Mr. Edmund Kanaya was my band teacher at Washington Intermediate School in seventh grade. He was legendary. He was always calm. We'd rehearse. And rehearse. And rehearse. He would hear something out of sync, stop us and return to Measure 67 (or whatever) and we'd start again. He kept doing that every single day all year.
I played tuba. Not a lot of tubas in our band. Or any band at that level. By eighth grade, I was "touring" with our ninth graders in our concerts at Lunalilo, Ala Wai, Kuhio, Kaahumanu elementary schools. That was cool and fun. Mr. Kanaya had retired by then, but he taught us something more than notes and crescendos. He taught us the absolute necessities of teamwork, timing, precision and, most of all, repetition.
I played sports during those years, and though I didn't understand or even perceive what was going on, all my coaches had the same approach. Repetition. Fundamentals. Seeing improvement was a real confidence boost, but before the improvement came, the work had to be done every day.

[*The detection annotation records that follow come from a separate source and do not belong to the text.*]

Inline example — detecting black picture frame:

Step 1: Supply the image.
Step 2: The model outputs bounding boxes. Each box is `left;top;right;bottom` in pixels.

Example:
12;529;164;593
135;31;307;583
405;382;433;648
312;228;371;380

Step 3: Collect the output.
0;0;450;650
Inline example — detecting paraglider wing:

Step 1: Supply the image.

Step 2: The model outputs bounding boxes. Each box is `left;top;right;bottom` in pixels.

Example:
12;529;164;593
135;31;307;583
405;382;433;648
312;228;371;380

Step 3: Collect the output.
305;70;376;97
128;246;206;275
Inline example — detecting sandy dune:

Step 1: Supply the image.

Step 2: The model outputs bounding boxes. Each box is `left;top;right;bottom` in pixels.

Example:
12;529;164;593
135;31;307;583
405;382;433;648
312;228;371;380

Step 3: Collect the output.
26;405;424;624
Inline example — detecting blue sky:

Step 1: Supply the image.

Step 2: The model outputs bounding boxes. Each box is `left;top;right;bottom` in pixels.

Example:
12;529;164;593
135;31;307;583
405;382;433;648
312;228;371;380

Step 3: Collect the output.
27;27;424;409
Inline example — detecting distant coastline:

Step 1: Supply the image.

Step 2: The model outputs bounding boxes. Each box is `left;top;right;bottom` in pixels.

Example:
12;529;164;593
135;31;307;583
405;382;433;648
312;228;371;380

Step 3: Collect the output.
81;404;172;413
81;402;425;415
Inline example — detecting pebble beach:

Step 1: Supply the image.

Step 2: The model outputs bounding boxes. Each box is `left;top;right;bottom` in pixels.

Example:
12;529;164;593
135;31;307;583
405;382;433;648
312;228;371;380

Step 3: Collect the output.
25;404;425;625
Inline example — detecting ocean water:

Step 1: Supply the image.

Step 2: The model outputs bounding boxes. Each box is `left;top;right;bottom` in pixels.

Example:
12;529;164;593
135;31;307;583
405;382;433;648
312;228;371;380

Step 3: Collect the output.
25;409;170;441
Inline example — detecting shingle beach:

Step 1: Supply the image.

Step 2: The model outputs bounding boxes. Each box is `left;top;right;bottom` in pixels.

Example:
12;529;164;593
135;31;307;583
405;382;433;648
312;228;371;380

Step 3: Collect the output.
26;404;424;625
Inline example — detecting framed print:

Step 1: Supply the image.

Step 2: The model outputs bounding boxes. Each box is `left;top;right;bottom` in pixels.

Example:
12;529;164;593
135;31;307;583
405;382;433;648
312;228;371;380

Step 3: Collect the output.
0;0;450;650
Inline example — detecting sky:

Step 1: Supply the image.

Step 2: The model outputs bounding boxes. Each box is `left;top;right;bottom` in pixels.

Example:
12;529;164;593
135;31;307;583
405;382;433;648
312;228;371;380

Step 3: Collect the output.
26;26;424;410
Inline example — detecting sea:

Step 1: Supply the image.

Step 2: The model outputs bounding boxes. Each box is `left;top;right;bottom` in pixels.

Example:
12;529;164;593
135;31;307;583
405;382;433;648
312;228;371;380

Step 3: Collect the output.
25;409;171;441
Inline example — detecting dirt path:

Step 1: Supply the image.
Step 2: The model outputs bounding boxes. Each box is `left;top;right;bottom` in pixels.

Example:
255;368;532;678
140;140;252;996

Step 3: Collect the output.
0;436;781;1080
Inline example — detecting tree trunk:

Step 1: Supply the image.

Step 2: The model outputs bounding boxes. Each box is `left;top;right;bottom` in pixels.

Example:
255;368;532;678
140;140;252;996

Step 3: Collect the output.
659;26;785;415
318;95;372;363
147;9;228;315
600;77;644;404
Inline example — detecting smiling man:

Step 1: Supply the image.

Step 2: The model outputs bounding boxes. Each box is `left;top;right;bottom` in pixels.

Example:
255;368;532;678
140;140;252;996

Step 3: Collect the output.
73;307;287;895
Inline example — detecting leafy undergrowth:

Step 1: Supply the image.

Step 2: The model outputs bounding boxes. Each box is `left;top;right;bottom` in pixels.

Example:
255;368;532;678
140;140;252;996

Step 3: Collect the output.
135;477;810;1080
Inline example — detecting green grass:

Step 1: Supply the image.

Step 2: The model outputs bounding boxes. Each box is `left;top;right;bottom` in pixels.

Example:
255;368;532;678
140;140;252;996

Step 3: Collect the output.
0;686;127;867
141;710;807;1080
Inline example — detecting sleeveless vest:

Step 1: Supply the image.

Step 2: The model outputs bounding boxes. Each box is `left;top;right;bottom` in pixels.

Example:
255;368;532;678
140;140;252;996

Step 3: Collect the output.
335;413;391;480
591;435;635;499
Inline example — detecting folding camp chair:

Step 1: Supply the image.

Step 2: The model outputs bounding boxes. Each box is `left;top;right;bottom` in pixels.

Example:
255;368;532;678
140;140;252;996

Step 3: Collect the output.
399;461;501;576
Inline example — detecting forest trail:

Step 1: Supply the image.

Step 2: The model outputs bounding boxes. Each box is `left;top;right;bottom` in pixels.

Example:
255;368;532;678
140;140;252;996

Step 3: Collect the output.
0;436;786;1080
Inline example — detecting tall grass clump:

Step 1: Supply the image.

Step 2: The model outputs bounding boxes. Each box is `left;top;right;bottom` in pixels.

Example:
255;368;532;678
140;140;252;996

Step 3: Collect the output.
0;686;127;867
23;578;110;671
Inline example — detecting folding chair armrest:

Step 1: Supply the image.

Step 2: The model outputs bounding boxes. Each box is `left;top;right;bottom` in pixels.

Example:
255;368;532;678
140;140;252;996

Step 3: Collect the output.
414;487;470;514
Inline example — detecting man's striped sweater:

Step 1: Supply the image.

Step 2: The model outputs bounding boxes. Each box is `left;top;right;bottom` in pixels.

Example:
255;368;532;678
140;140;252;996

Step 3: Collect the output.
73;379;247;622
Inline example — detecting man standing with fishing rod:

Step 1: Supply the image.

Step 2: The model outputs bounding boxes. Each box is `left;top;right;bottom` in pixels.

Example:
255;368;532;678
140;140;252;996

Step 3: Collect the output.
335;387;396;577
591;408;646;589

In eighth grade, there was a free-throw contest at McCully gym, where our league had games. So I dedicated myself to practicing. A dude on TV did a clinic and that helped me sharpen up my shooting form. I wasn't great, but I won the contest (18-for-25) and learned again that repetition and fundamentals matter. That dude on TV (I don't know who he was) also taught the basic triple-threat jab step, and after I started practicing it, I beat almost all the kids who used to beat me 1-on-1 at the park, including the older ones.
Some kids aren't prepared or willing to go through the daily repetition. Some are. I'm realistic. At best, I hope I can be like Mr. Kanaya and just usher our players forward each day, one rep, one measure, one note at a time. Unlike Mr. Kanaya, I don't have players who are required to be at every rehearsal, every practice. For the kids who stick it out, the benefit is theirs and the benefit is for their teammates. The guys who had great work ethic through middle school are playing college and high school ball now, still working hard, still striving. The ones who were most dedicated and diligent — working out with their team, working out on their own, putting in the hours — have received the greatest fruits.
So, whatever happens day to day, it's easy for an old coach like me to forget sometimes: for every young player who isn't dedicated, is a no-show at games or practices, who says yes, I'm there for the team and really isn't, there are other kids who have grown into amazing young men and women. It wasn't to impress anyone. It's just who they chose to become. I have no power over that, never will. But I'll be there on the court, balls in the bag, rain or shine, ready to help.
That's my role. That, and to make tough decisions sometimes. No decisions to be made right now. Just roll out the basketballs and go to work.